Er zijn weinig zekerheden in de vastgoedrealiteit, of het moest zijn dat ontwikkelingen in de kantorenmarkt zich lastig laten voorspellen, laat staan onder controle zijn te krijgen. De kantorensector is zo grillig als het weer.
Door Tom Berkhout
Gepubliceerd in PropertyNL Magazine nr. 6, 26 juni 2020
Begin jaren ’90 van de vorige eeuw voorspelden deskundigen, niet geheel onbegrijpelijk, dat er een overdaad aan kantoorruimte zou ontstaan op de Nederlandse markt. Nog meer bouwen zou alleen maar meer leegstand opleveren. Die waarschuwing maakte echter niet veel indruk, want in de tweede helft van het decennium ontstond er een ongekende kantoorbouwhausse met torenhoge rendementen voor ontwikkelaars en beleggers. Gouden tijden waren het. Tot de internetbubbel rond de decenniumwisseling barstte. Vervolgens zagen we weer een dipje naar 2003 en weer een opleving tot het debacle van Lehman Brothers roet in het eten gooide (2007). Vanaf 2013 liep het weer crescendo.

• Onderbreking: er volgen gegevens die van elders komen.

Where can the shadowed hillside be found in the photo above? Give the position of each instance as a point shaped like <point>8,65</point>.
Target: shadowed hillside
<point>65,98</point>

Zo moest de gemeente Amsterdam al rap terugkomen op het stoutmoedige besluit de kantorenmarkt op slot te zetten. Enfin, de kantorenmarkt deint vrolijk mee met de golfslag van de tijd. En nu zitten we weer met de coronapandemie. Een risicomijdende belegger zonder zeebenen zou er moedeloos van worden.
De definitieve teloorgang van de kantorenmarkt is al menigmaal voorspeld. De afgelopen jaren zijn dan ook miljoenen vierkante meters kantooroppervlak getransformeerd, wat ook maar een druppel op een gloeiende plaat blijkt te zijn. Door corona worden kantoren momenteel gedeeltelijk benut. Kantoorgebruikers blijken boven verwachting goed vanuit huis te kunnen werken en bedrijven vragen zich af of ze al die vierkante meters eigenlijk wel nodig hebben. Als personeel thuis – op zelf bekostigde meters – kan werken, bespaart dat een hoop huur. Voeg daarbij het feit dat al die verloren uren aan (file)reistijd wegvallen, en wellicht zijn er meer voordelen te noemen. Het is echter nog maar de vraag of ondernemers en masse de stap zetten om de werknemers thuis, uit het zicht, te laten werken. Tijdens de laatste financiële crisis wist men zeker dat ondernemers inmiddels wel geleerd hadden met minder oppervlak toe te kunnen. Maar zie, de economie hoeft maar even in een versnelling te raken en daar gáán ze weer uitbreiden, tot grote opluchting van de markt. En dan worden niet de bestaande meters benut, maar worden het liefst gloednieuwe kantoren gebouwd, omdat nu écht de bomen de hemel in gaan groeien. Playing the cycle heet dat ‘spelletje’ in sommige kringen.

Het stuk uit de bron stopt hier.